A titre personnel, je ne mange pas Hallal, je ne suis pas musulman, et qu'il y ait un rayon Hallal dans les magasins en FRANCE ne m'a jamais créé le moindre problème! encore moins ici au SENEGAL; Lorsque j'invit des musulmans à ma table, ils n'ont pas de produits Hallal mais des plats que j'aime à confectionner, avec de la nouriture conforme à leur croyance, sur la table se troue toujours du vin pour ceux qui en boivent, de l'eau pour ceux qui préfèrent et des jus de fruits pour qui veut. La croyance est une affaire personnelle, qui ne regarde que la personne concernée, et la respecter me semble être une règle élèmentaire de politesse et de (bonne) éducation.

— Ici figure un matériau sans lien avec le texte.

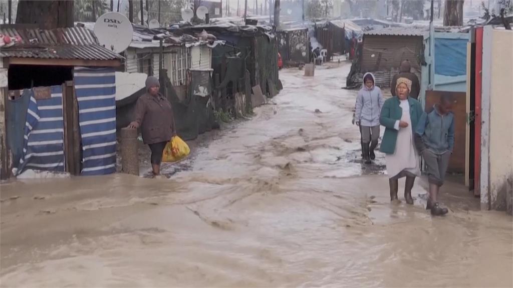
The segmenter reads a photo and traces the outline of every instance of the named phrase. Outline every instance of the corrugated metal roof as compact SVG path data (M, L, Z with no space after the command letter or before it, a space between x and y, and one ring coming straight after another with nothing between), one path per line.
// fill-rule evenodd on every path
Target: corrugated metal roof
M112 60L123 57L98 44L96 37L84 27L53 30L2 27L2 33L21 40L3 48L6 57L83 60Z
M346 28L355 32L362 31L362 27L350 20L331 20L329 21L333 25L341 28Z
M423 26L388 27L366 31L364 35L376 36L424 36L429 33L429 28Z

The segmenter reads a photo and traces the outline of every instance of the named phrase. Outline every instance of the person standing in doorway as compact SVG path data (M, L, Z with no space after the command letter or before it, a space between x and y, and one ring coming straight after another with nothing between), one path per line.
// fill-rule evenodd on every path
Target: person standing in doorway
M135 119L128 128L141 128L143 141L151 151L153 178L160 178L162 153L167 142L176 135L176 126L171 102L159 92L159 79L150 76L146 86L146 93L137 99Z
M397 96L396 87L397 86L397 79L400 78L406 78L411 81L411 91L410 91L409 97L418 99L419 94L420 93L420 83L419 77L411 73L411 65L409 61L405 60L401 62L399 73L392 78L392 83L390 86L390 92L392 93L392 96Z
M397 97L387 99L383 105L380 123L385 126L385 133L380 150L386 154L391 202L400 202L397 197L399 179L406 177L404 199L413 203L411 189L415 177L420 176L420 156L415 148L413 134L423 113L420 102L408 95L411 81L397 79Z
M438 193L444 183L449 159L454 148L454 99L444 94L429 114L424 113L419 121L415 133L415 145L427 167L429 198L426 209L433 215L447 214L447 208L440 207Z
M375 85L374 75L363 76L363 86L356 99L354 118L362 135L362 150L366 164L371 163L376 155L374 149L380 137L380 113L383 105L381 89ZM369 146L370 145L370 146Z

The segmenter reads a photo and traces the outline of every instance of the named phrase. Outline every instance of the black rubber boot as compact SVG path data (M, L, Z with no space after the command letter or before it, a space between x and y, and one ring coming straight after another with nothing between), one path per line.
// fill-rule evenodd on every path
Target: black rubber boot
M390 185L390 201L399 201L397 198L397 191L399 189L399 181L396 179L388 179Z
M406 181L404 183L404 200L406 203L413 205L413 198L411 198L411 189L415 183L415 177L406 176Z
M431 207L431 215L435 216L442 216L447 214L449 210L447 208L442 208L438 202L435 202Z
M369 154L370 156L370 160L374 160L376 158L376 154L374 154L374 149L376 149L376 146L377 146L377 140L374 140L370 142L370 147L369 148Z
M363 143L363 159L365 160L365 164L370 164L372 163L370 161L370 157L369 156L368 143Z

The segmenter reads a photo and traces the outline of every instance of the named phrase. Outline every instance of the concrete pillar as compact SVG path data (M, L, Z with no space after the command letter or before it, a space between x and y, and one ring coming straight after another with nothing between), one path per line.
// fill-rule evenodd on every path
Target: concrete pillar
M121 171L139 176L139 157L137 151L137 129L121 129Z

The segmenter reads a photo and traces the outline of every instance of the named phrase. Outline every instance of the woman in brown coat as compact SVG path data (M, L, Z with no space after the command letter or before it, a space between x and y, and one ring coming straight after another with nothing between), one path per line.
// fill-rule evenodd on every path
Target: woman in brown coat
M176 127L171 103L159 93L159 79L150 76L146 84L147 92L137 100L135 119L128 128L141 128L143 140L151 150L153 177L159 178L162 153L167 142L176 136Z

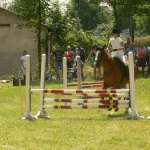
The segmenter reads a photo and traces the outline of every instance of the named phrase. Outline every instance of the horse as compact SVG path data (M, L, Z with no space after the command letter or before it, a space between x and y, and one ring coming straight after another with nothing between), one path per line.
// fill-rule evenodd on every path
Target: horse
M99 61L103 67L103 89L126 88L126 84L129 83L129 75L125 74L123 70L121 70L121 67L119 66L121 60L119 58L116 59L111 57L111 55L106 51L105 46L98 47L97 50L99 51L97 61Z
M126 88L126 84L129 84L129 68L126 68L125 64L119 58L113 58L106 51L105 47L97 48L99 51L97 61L103 67L103 89ZM108 110L111 111L111 109ZM118 111L118 108L115 108L115 111ZM125 113L129 113L128 108L125 109Z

Ceci dit, on aurait bien tort de croire, penser ou écrire, qu'il s'agit d'une guerre contre les occientaux et les musulmans. C'est une guerre menée par des soit disant musulmans, contre une immense majorité de musulmans, qui vivent leur foi en silence et en paix, sans ennuyer qui que ce soit le moins du monde avec leur religion, et je peux en témoigner, que ce soit ici, au SENEGAL, où je n'ai jamais eu le moindre problème avec ca, ou en FRANCE, idem. Les principales victimes, ce sont quand même les musulmans eux mêmes, qui tomben sous les armes de ces fous qui ne sont en fat que des délinquants de droit commun, qui prennent pour prétexte la religion, pou s'enrichir et semer la terreur dans le monde entier. Les victimes occidentales, avec tout le respect que je meur doit ainsi qu'à leur fammilles, ce sont des victimes "collatérales".
J''aimerai entendre plus haut et plus fort, les musulmans, les vrais, pour dire et répéter que la guerre est menée contre eux, les vrais musulmans dont les armes principales sont la rolerance, le respect de l'autre, et la foi en ALLAH, car je regrette d'avoir à l'écrire, mais je n'entend pas beaucoup cette immense majorité de croyant sincères et véritables, que ce soit ici ou ailleurs: ce sont eux qui sont attaqués, ce sont leur frères, fils ou pères qui sont assassinés lâchement par une bande de malfrats qui n'ont strictement rien, mais alors rien à voir avec la religion musulmane (que l'on me reprenne si je me trompe) car le but final, c'est bien quand même l'extermination de tous les fidèles, pour les remplacer par des pseudos croyants qui pensent lire le coran, oubliant qu'ils ne savent même pas lire!
J'attend le jour où cette "amée de l'ombre", animée uniquement par la sincerité de leur foi, se lève et fasse savoir au monde entier que les musulmans n'ont rien à voir avec cette horde d'assassins .
Mais cela passe peut être 6aussi par une organisation de la religion musulmane, une struturation peut être, je ne sais pas, et les musulmans eux mêmes ont peut être des idées la dessus qu'il ne serait pas inintéressant de connaitre.